I’ve been asking myself lately, why, oh why, do I keeping thinking about things from my past–specifically from the 1960s and 70s? Especially, when I can’t remember what I ate for lunch or my neighbor’s last name?
I questioned does this happen to others and why? I Googled: why do older folks dream of the past?
An article by Katy Waldman calls it the ‘reminiscence bump’. “The basic finding is this: We remember more events from late adolescence and early adulthood than from any other stage of our lives. This phenomenon is called the reminiscence bump.” A robust line of research shows that there really is something deeply, weirdly meaningful about this period. It plays an outsize role in how we structure our expectations, stories, and memories.” Voile! That makes sense to me.
Kate Morton, a truly resplendent author, says this about memories in her book The Clockmaker’s Daughter. “Human beings are curators. Each polishes his or her own favored memories, arranging them in order to create a narrative that pleases. Some events are repaired and buffed for display; others are deemed unworthy and cast aside, shelved below ground in the overflowing storeroom of the mind. There, with any luck, they are promptly forgotten. The process is not dishonest: it is the only way that people can live with themselves and the weight of their experiences.”
I reached a moment of clarity when reading her comparison of sentimentality to nostalgia to “Sentimentality is mawkish and cloying, where nostalgia is acute and aching. It describes yearning of the most profound kind: an awareness that time’s passage could not be stopped and there was no going back to reclaim a moment or a person or to do things differently.” However, as I have previously stated, I have no deep regrets and I hardly ever say “if I had only…”
So out of my head and on to the stars for a moment as I embraced the cosmos with one of my favorite persons on twitter Sarafina Nance, who goes by the handle @starstrickenSF she is an Astrophysics PhD, a stargazer and an eternal optimist.
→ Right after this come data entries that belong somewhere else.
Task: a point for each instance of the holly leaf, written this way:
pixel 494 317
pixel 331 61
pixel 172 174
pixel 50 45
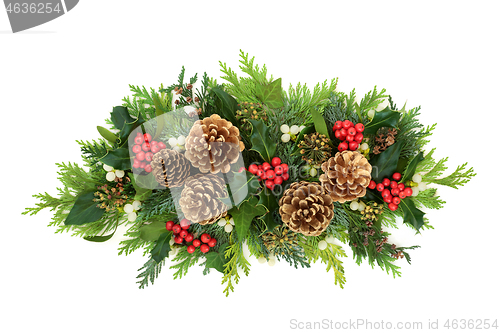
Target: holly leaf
pixel 270 94
pixel 151 232
pixel 218 259
pixel 412 215
pixel 261 140
pixel 385 163
pixel 244 215
pixel 162 247
pixel 412 166
pixel 118 159
pixel 84 210
pixel 268 200
pixel 384 118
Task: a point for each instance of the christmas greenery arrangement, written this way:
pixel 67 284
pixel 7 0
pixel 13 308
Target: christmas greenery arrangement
pixel 200 170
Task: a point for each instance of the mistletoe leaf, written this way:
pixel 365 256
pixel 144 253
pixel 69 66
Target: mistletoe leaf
pixel 261 140
pixel 270 94
pixel 384 118
pixel 84 210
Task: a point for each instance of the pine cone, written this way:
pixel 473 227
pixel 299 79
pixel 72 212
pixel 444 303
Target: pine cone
pixel 346 175
pixel 199 199
pixel 213 144
pixel 306 208
pixel 170 168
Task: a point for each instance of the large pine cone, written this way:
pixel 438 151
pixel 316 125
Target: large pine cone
pixel 306 208
pixel 170 168
pixel 199 199
pixel 213 144
pixel 346 175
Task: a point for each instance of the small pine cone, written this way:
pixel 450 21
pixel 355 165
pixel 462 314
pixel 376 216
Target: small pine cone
pixel 306 208
pixel 213 144
pixel 170 168
pixel 346 175
pixel 200 199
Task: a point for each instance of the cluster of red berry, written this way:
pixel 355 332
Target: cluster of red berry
pixel 181 235
pixel 144 150
pixel 392 191
pixel 351 135
pixel 273 174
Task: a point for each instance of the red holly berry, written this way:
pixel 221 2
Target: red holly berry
pixel 343 146
pixel 359 127
pixel 140 156
pixel 275 161
pixel 353 145
pixel 212 242
pixel 139 140
pixel 358 137
pixel 185 224
pixel 136 149
pixel 253 168
pixel 393 206
pixel 386 182
pixel 169 225
pixel 176 229
pixel 204 248
pixel 205 238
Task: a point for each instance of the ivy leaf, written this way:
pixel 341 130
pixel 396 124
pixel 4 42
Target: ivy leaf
pixel 244 215
pixel 261 140
pixel 410 170
pixel 268 200
pixel 84 210
pixel 319 122
pixel 217 260
pixel 107 134
pixel 151 232
pixel 384 118
pixel 162 247
pixel 270 94
pixel 412 215
pixel 118 159
pixel 385 163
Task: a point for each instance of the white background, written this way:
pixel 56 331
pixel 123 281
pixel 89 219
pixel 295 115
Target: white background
pixel 59 80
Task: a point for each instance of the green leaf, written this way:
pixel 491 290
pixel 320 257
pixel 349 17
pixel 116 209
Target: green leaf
pixel 268 200
pixel 162 247
pixel 384 118
pixel 270 94
pixel 226 105
pixel 410 170
pixel 319 122
pixel 217 260
pixel 385 163
pixel 107 134
pixel 244 215
pixel 412 215
pixel 84 210
pixel 151 232
pixel 261 140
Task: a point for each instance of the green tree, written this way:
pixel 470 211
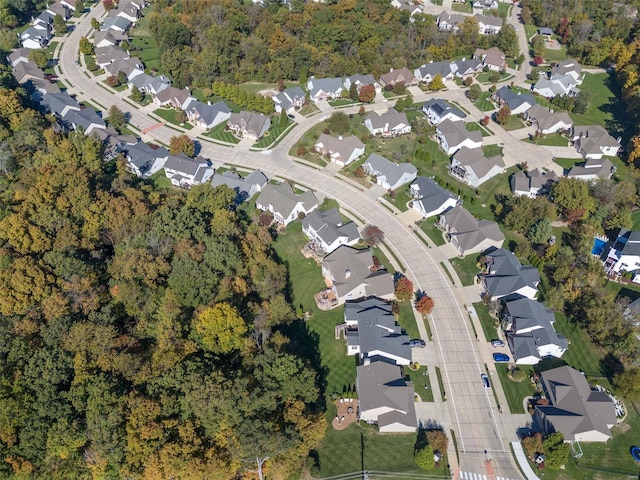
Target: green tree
pixel 220 329
pixel 425 457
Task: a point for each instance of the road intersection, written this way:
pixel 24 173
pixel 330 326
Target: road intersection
pixel 470 410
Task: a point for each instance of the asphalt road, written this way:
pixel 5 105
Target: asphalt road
pixel 478 425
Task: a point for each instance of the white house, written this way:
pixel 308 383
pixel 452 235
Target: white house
pixel 389 175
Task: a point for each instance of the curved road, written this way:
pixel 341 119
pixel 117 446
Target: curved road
pixel 478 425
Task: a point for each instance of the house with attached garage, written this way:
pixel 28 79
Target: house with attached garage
pixel 385 398
pixel 533 183
pixel 592 170
pixel 389 175
pixel 352 274
pixel 505 276
pixel 430 198
pixel 580 413
pixel 388 124
pixel 245 187
pixel 284 203
pixel 528 326
pixel 341 150
pixel 373 334
pixel 517 102
pixel 400 75
pixel 468 234
pixel 593 142
pixel 438 110
pixel 452 136
pixel 186 172
pixel 327 230
pixel 248 124
pixel 142 160
pixel 289 99
pixel 473 168
pixel 325 88
pixel 547 121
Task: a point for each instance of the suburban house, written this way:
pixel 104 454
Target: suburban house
pixel 389 175
pixel 341 150
pixel 438 111
pixel 360 81
pixel 352 274
pixel 178 98
pixel 516 101
pixel 624 255
pixel 473 168
pixel 578 412
pixel 289 99
pixel 430 198
pixel 186 172
pixel 533 183
pixel 245 188
pixel 373 334
pixel 493 58
pixel 385 398
pixel 399 75
pixel 206 115
pixel 592 170
pixel 284 203
pixel 454 135
pixel 325 88
pixel 326 229
pixel 468 234
pixel 547 121
pixel 446 69
pixel 249 125
pixel 388 124
pixel 142 160
pixel 488 24
pixel 505 276
pixel 594 141
pixel 528 326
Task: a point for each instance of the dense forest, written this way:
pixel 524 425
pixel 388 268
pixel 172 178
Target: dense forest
pixel 201 41
pixel 143 334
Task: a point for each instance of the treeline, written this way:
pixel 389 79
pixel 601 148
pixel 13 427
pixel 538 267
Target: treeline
pixel 143 334
pixel 247 100
pixel 202 41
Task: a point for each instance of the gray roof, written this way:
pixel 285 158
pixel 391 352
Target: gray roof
pixel 574 408
pixel 328 226
pixel 284 199
pixel 514 100
pixel 381 385
pixel 325 85
pixel 431 195
pixel 393 172
pixel 242 186
pixel 456 132
pixel 351 267
pixel 441 108
pixel 469 231
pixel 377 329
pixel 507 274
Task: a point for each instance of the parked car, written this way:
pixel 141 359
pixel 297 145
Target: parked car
pixel 500 358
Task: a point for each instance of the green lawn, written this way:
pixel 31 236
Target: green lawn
pixel 466 268
pixel 170 116
pixel 219 133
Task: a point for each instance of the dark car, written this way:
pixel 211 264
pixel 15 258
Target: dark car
pixel 501 358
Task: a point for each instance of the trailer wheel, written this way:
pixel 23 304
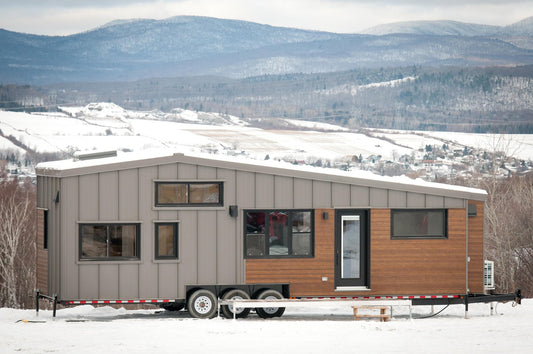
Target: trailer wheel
pixel 228 310
pixel 172 306
pixel 269 312
pixel 202 304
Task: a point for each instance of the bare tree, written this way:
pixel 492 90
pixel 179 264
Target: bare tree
pixel 510 233
pixel 17 245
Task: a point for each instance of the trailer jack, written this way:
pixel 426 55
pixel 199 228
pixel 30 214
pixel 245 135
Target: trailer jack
pixel 53 299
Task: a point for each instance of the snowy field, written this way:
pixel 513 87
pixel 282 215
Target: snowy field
pixel 86 329
pixel 105 126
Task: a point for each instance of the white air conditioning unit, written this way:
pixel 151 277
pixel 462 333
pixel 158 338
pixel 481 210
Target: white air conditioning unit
pixel 488 275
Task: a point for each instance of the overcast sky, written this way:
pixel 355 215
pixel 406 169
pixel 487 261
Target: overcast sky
pixel 62 17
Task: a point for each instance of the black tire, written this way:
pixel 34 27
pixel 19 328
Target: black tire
pixel 227 310
pixel 269 312
pixel 172 306
pixel 202 304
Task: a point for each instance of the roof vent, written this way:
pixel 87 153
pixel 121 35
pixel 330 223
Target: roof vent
pixel 96 155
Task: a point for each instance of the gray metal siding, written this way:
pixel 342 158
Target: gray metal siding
pixel 210 241
pixel 341 195
pixel 69 253
pixel 148 270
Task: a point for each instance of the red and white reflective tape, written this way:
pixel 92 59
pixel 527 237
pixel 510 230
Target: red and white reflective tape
pixel 106 302
pixel 401 297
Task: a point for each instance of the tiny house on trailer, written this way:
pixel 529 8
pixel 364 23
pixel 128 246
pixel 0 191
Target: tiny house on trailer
pixel 186 230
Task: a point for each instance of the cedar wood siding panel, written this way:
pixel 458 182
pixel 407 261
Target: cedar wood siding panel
pixel 427 266
pixel 475 249
pixel 397 267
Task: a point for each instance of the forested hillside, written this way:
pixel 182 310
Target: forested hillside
pixel 458 99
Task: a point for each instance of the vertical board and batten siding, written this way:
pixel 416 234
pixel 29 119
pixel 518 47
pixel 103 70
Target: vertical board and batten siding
pixel 41 254
pixel 211 242
pixel 148 279
pixel 46 193
pixel 210 250
pixel 167 272
pixel 396 266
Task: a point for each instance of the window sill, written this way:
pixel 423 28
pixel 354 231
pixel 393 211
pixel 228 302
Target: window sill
pixel 352 288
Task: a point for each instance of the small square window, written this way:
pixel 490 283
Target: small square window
pixel 166 241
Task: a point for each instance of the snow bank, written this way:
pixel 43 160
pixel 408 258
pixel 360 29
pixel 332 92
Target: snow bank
pixel 86 329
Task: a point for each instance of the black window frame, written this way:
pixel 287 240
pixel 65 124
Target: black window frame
pixel 442 236
pixel 108 258
pixel 290 212
pixel 175 226
pixel 188 203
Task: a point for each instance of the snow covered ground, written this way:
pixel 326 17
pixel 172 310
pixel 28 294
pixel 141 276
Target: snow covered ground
pixel 86 329
pixel 105 126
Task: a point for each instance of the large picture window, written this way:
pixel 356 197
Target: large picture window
pixel 429 223
pixel 109 241
pixel 166 240
pixel 278 233
pixel 169 194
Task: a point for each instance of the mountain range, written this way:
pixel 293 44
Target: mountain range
pixel 192 46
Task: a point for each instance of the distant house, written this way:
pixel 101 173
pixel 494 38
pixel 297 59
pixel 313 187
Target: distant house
pixel 187 228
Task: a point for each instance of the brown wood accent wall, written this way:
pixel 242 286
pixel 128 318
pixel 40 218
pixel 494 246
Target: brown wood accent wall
pixel 410 266
pixel 397 267
pixel 41 255
pixel 475 249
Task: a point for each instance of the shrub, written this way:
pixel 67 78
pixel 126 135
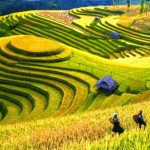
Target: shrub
pixel 136 86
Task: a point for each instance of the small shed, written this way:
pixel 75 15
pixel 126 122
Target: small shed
pixel 106 85
pixel 115 35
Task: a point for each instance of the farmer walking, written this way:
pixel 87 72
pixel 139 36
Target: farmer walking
pixel 117 127
pixel 141 119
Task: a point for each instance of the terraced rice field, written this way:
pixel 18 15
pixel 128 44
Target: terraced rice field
pixel 49 65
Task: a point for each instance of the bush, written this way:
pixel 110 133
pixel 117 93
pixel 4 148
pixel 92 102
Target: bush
pixel 136 86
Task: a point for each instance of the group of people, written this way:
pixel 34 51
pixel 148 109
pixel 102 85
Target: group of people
pixel 117 126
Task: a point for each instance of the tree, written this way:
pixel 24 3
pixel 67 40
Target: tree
pixel 128 4
pixel 52 5
pixel 142 8
pixel 114 2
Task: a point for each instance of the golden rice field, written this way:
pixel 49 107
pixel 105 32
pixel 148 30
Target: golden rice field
pixel 50 62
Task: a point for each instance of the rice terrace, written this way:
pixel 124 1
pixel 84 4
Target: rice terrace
pixel 50 62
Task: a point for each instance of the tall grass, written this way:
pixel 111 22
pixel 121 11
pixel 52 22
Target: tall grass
pixel 90 130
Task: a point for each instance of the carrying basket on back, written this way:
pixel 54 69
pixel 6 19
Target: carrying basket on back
pixel 135 118
pixel 111 120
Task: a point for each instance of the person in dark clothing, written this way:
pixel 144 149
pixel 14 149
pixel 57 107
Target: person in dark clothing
pixel 117 128
pixel 141 119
She greeted today with an out-of-this-world observation about the universe
…some stars explode, their light as bright as entire galaxies, while others collapse in on themselves, stuffing all their mass into a tiny yet supermassive blip in space-time. Some stars are so massive, and their photons so many, that the stellar surface simply floats away, forcing the star to disintegrate others are so small, barely larger than Jupiter, that they live on for trillions of years, bearing witness to the cosmos in a way nothing else can.
She has also said all of us will be stardust someday, how cool is that?